Parametric studies of composite material properties influence on dispersion curves of Lamb waves

摘要

Typically, material properties originate from destructive tensile tests and are used in computational models in the design and analysis process of structures. This approach is well-established in relation to isotropic homogeneous materials. However, if this approach is used for composite laminates, inaccuracies can arise that lead to vastly different stress distributions, strain rates, natural frequencies, and velocities of propagating elastic waves. In order to account for this problem, the alternative method is proposed, which utilizes Lamb wave propagation phenomenon and optimization techniques. Propagating Lamb waves are highly sensitive to changes in material parameters and are often used for structural health monitoring.

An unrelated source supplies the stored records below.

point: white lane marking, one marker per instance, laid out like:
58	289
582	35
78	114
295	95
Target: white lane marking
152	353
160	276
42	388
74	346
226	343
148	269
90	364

In the proposed approach, the elastic constants, which arc utilized to determine dispersion curves of Lamb waves, are optimized to achieve a good correlation between model predictions and experimental observations. In the first step of this concept, parametric studies have been carried out in which the influence of mass density, Young's modulus. Poisson's ratio of reinforcing fibers as well as a matrix of composite laminate and volume fraction of reinforcing fibers on dispersion curves of Lamb waves was investigated. The dispersion curves of Lamb waves were calculated by using the semi-analytical spectral element method considering the variability of properties of composite constituents. The resulting dispersion curves were also compared with experimental measurements of full wavefield data conducted by scanning laser Doppler vibrometer and processed by 3D Fourier transform. It allowed formulating fitness function which will be next used in a genetic algorithm for optimization and identification of elastic constants.